Se os números estão longe dos anos 2000, o ano de 2016 representou, no entanto, uma subida face ao anterior. "Temos ainda espaço para crescimento", admite Miguel Félix António, que, no entanto, acredita que o mercado ajustará em valores mais baixos do que os conseguidos em 2000. É por isso que o sector acredita que o número de espaços a venderem automóveis é acima do necessário. "Não é por ter mais pontos de venda que se vende mais", sustenta, explicando que também nesta área há novos desafios, como o canal digital a retirar pessoas dos "stands" que são cada vez mais pontos de entrega de veículos. "Temos a convicção de que há operações a mais para a dimensão do mercado", considera.
A nível de saúde financeira do sector, há, de acordo com Carlos Álvares, presidente do Banco Popular Portugal, feridas a sarar. No segmento do comércio a autonomia financeira é baixa e a dívida líquida sobre EBITDA está nos 5%, mas já chegou a estar nos 20%, com encargos financeiros que estão nos 30%, mas que já chegaram a ser superior ao EBITDA. "Há empresas fantásticas, mas a média ainda não é muito boa, precisa de dois ou três anos para ganhar músculo." Com a melhoria do sector, a banca estará mais atenta, assegura.

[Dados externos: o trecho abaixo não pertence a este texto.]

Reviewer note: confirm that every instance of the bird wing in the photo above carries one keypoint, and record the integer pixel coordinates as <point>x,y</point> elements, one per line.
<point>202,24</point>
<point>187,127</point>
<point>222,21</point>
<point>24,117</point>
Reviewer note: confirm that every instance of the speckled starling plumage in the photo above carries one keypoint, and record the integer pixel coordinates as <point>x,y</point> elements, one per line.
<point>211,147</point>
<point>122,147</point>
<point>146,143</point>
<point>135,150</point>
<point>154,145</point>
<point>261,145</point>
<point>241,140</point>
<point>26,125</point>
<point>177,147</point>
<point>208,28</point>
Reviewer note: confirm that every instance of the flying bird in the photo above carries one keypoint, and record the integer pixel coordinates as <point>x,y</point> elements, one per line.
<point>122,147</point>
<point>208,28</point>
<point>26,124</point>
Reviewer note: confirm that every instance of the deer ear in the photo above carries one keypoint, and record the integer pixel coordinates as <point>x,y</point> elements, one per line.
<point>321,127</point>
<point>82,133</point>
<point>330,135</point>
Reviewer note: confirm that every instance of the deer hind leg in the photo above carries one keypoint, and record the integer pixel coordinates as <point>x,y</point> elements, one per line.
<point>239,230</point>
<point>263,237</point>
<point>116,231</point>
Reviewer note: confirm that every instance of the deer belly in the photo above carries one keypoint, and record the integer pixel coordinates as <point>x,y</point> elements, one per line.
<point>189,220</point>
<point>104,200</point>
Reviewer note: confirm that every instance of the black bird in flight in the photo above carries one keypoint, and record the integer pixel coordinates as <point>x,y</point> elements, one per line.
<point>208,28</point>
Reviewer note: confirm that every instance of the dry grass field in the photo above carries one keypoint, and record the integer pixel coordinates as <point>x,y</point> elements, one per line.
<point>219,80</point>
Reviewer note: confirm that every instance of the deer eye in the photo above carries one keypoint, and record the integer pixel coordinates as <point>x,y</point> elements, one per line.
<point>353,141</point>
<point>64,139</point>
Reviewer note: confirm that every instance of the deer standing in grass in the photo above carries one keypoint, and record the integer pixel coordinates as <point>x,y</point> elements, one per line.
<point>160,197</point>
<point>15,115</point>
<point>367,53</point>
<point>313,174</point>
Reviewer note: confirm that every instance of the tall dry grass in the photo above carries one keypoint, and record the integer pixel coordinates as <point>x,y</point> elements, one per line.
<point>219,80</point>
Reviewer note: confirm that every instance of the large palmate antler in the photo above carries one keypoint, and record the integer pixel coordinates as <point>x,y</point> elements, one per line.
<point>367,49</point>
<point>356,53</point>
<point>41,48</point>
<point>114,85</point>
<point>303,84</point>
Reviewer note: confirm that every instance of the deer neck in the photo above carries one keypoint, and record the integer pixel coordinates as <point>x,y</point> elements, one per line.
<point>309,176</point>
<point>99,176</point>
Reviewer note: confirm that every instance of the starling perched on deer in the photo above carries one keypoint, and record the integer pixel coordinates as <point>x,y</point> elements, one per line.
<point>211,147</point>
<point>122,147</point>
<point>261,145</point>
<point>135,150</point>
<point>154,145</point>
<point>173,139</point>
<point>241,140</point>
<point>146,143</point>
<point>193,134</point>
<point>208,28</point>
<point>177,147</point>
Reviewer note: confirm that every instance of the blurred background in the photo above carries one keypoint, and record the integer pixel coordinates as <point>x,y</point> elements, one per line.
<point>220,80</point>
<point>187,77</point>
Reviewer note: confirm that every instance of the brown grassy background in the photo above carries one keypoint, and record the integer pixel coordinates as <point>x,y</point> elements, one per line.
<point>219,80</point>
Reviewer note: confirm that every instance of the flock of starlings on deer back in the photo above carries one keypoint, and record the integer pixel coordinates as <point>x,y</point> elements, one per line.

Sector quer aumentar incorporação nacional
A indústria de componentes orgulha-se do crescimento que tem conseguido nos últimos anos, atingindo já um volume de vendas de nove mil milhões de euros, sendo 85% para exportação. Adolfo Silva, director da associação que representa este sector (AFIA), vai dizendo que, por isso, os investimentos anunciados ao nível dos construtores começam, cada vez menos, a ter um impacto grande nos componentes. Já que a maior parte das empresas deste segmento já trabalha para o exterior. A produção de veículos em Portugal é, pois, "uma pequena fracção do que servimos". Afinal, "provavelmente", em cada dois veículos vendidos a nível mundial um tem pelo menos um componente produzido em Portugal.
E o objectivo da indústria é, mesmo, aumentar a incorporação nacional que, nos componentes, varia entre os 22 e os 45% das vendas das empresas, dependendo da área de actividade que se esteja a considerar.
Adolfo Silva vai lembrando que os construtores em Portugal não têm dimensão para absorver o volume de negócios que a indústria de componentes já tem. "O mercado nacional é pequeno demais para a indústria [de componentes] que está instalada", assegura o responsável da AFIA. O mercado interno absorve 15/16% da produção de componentes, mas o resto é exportado, sendo os primeiros mercados ainda na Europa - Espanha, Alemanha, França e Inglaterra. Já vai havendo exportações para outras localizações, mas ainda são diminutas, até porque as grandes centrais de compras dos fabricantes estão na Europa.
Este é um sector reconhecidamente de exportação, embora nem sempre a balança comercial acabe positiva. Aliás, quer ao nível dos construtores, quer dos componentes, Hélder Pedro garante que "Portugal é considerado um país de indústria automóvel, que é uma das mais importantes da União Europeia, quer ao nível do emprego, do investimento em investigação e de-senvolvimento, etc". A tradição industrial de Portugal vem desde os anos 60, altura em que houve a lei de montagem dos automóvel.
Agora é altura de se falar nas mudanças que aí estão à porta. Há mesmo quem assuma que esta indústria está a entrar num novo paradigma, com o conceito automóvel a mudar radicalmente e "quando se muda de paradigma o relógio volta a zero. As oportunidades vão estar aí."